Novartis Menveo vaccine shows superior immune response against four types of meningitis disease in pivotal phase III trial
First Phase III, head-to-head data show Menveo may offer greater protection for adolescents compared to Menactra
Notably for serogroup Y, among adolescents with low levels of immunity at the time of vaccination, 81% of subjects receiving Menveo generated a protective immune response vs. 54% with Menactra, as measured by the hSBA assay. Serogroup Y causes approximately 39% of meningococcal disease cases in the US.
"To protect children against all major serogroups of meningococcal disease, we need vaccines that provide broad coverage and that can be used in all at-risk age groups," said Keith S. Reisinger, MD, MPH, Medical Director, Primary Physicians Research, Inc. Pittsburgh, PA. "These data are encouraging because they show that Menveo may provide greater protection for the more than 8 million infants and adolescents in the US against these four vaccine-preventable serogroups than the currently available vaccine."

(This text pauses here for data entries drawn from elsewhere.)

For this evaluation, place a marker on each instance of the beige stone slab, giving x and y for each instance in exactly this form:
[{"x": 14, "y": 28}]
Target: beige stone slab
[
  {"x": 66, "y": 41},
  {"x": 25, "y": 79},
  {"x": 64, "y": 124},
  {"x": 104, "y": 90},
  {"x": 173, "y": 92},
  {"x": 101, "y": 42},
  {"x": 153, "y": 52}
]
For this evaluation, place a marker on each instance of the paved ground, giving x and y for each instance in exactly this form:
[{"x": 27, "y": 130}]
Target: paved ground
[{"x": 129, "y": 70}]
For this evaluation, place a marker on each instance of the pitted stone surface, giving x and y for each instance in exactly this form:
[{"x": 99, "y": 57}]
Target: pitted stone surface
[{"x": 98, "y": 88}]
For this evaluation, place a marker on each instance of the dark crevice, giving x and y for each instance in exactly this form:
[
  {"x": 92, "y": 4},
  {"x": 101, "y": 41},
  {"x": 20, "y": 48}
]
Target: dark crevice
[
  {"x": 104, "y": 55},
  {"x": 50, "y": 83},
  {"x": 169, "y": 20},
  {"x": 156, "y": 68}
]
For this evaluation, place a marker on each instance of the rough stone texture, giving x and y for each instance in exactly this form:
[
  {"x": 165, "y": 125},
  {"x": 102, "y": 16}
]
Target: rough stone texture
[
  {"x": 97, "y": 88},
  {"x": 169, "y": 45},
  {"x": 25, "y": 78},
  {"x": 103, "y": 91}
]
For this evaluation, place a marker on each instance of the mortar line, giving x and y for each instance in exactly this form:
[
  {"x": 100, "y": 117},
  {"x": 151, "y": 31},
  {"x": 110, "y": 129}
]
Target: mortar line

Menveo is an investigational quadrivalent meningococcal conjugate vaccine in Phase III clinical development by Novartis Vaccines. The data were presented at a late-breaker platform session on May 5 during the 2008 Pediatric Academic Societies (PAS) Annual Meeting in Honolulu, Hawaii.
These data build on previous studies that demonstrated Menveo generates a strong protective immune response against these four vaccine-preventable serogroups in people across age groups from infancy to adulthood. Novartis expects to submit a Biologics License Application (BLA) to the US Food and Drug Administration later this year.
Menveo is currently in multiple Phase III clinical trials involving infants, young children, adolescents and adults. The vaccine is based on the same technology Novartis pioneered to produce Menjugate®, a meningococcal serogroup C conjugate vaccine approved outside the US since 2000 for use in individuals from two months of age through adulthood.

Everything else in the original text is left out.